Le jour se lève sur ma peine

(ou, le rêve de Pénélope, la femme d'Ulysse) 

Le jour se lève sur ma peine

Douleur qui perle à ma paupière

Coeur fatigué fait une pause

L'amour s'éloigne en sa rumeur

L'espoir chancelle devant le doute

Et mon bonheur se fait plus pâle

Je me replie sous ton ombrelle

Toi qui me retiens sur tes ailes

Je vais puiser dans mon silence

Je suis peintre et de mon pinceau

Ravive les couleurs du tableau

Sur la toile de ma vie craquelée

Je restaure en humbles touches discrètes

Les outrages d'un temps malveillant

Les ravages du dédain en mots

Tâche toujours inachevée

Sans cesse je reprends mon ouvrage

Toi, qui te tiens juste derrière moi

A quelques pas en ta distance

Ta vision est plus générale

Tu ne vois pas ce qui va mal

Cette progression t'éblouis...

Moi, les yeux sur mon travail

Je n'arrive plus à distinguer

Le faux du vrai, le bien du mal

Le jour se lève sur ma peine

Dans mon labeur j'ai trop veillé

Mais l'aurore vient me rappeler

Que ta présence n'est pas un rêve...

http://www.dailymotion.com/video/x26jko_esther-galil-le-j...

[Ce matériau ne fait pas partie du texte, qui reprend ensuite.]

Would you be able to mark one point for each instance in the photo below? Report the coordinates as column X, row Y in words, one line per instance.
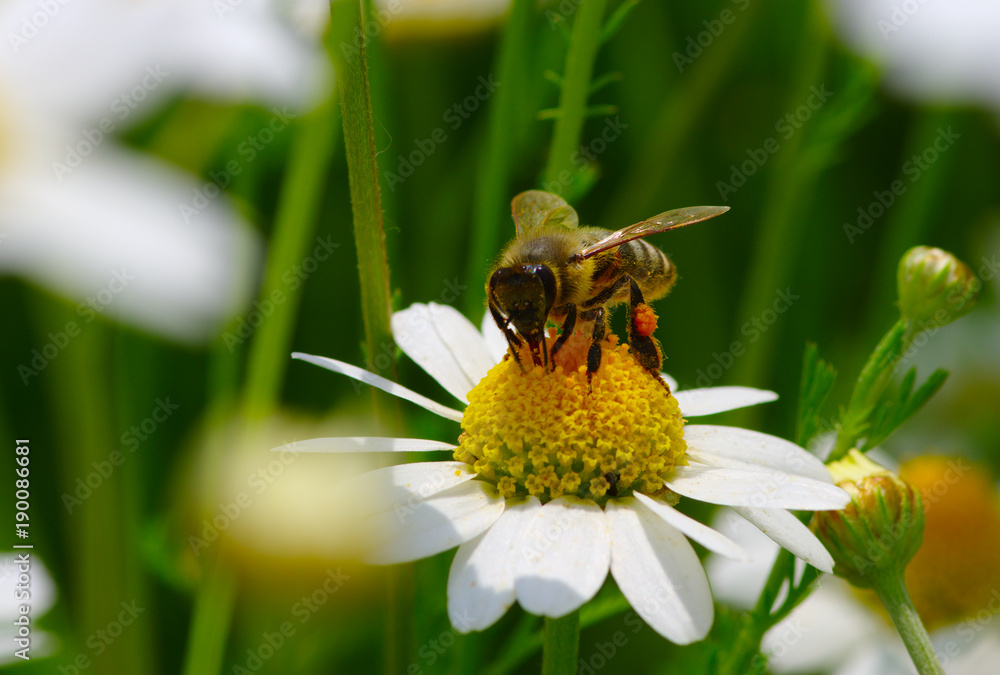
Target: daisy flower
column 555, row 483
column 102, row 224
column 953, row 581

J'ai écrit ce poème après avoir entendu cette chanson : Esther Galil "le jour se lève"

Commentaires

Puis-je me permettre une laideur Enriqueta ?

L'amour quand il se fait attente n'est que l'ombre du désir...

Tu le sais et sans doute que mes mots sont mal venus. Mais c'est ceux qui me sont inspirés de tes mots

Bien à toi et au plaisir de te lyre

Écrit par : oanor | lundi, 18 juin 2007

Bonjour,
Je me souviens très bien de cette chanson car je la trouvais émouvante. Merci de m'avoir rappelé ce souvenir...
Tu as fait ce poème à ta façon et il est réussi, je trouve.

Écrit par : elisabeth | lundi, 18 juin 2007

Oanor,
j'avoue que j'ai du mal à comprendre ton commentaire et je n'y vois que peu de lien avec mon poème...On écrit des poèmes et nos lecteurs les "réécrivent" en les lisant, c'est ça la magie de l'écriture et de la lecture, j'écris un poème et chacun de mes lecteurs en lit un autre...Chacun dans sa lecture y met un peu de soi...

Écrit par : enriqueta | lundi, 18 juin 2007

j'aime beaucoup. (et si tu enlevais le "de" dans "je suis peintre et (de) mon pinceau" ?)
Je connaissais cette chanson par les Enfoirés, mais il faut que je cherche pour retrouver cette version...

Écrit par : captaine lili | lundi, 18 juin 2007

Si je ne m'abuse, Pénélope attend bien en tissant qu'Ulysse revienne ?

Mais, ce n'est pas grave... Mon intervention était des plus maladroites.

Bien à toi et au plaisir de te lyre

Écrit par : Oanor | lundi, 18 juin 2007

Oui, pénélope attend Ulysse. Mais je pense que l'attente de quelque chose ou de quelqu'un est le désir, pas son ombre.
(Et ce que je ne comprends pas c'est ce lien avec la laideur et avec la maladresse).
Merci pour ta lecture.

Écrit par : enriqueta | lundi, 18 juin 2007

Je n'arrive plus à distinguer le faux du vrai, le bien du mal : j'ai tellement rêvé et idéalisé moi aussi que je ne sais plus qu'en penser ! Comme ce peintre, j'ai transformé ce qui me dérangeait et embelli le scène. Effectivement ton poème meparle !!! J'adore !
A bientôt.
Vie secrete

Écrit par : viesecrete | mardi, 19 juin 2007

Superbe, et tellement vrai au quotidien...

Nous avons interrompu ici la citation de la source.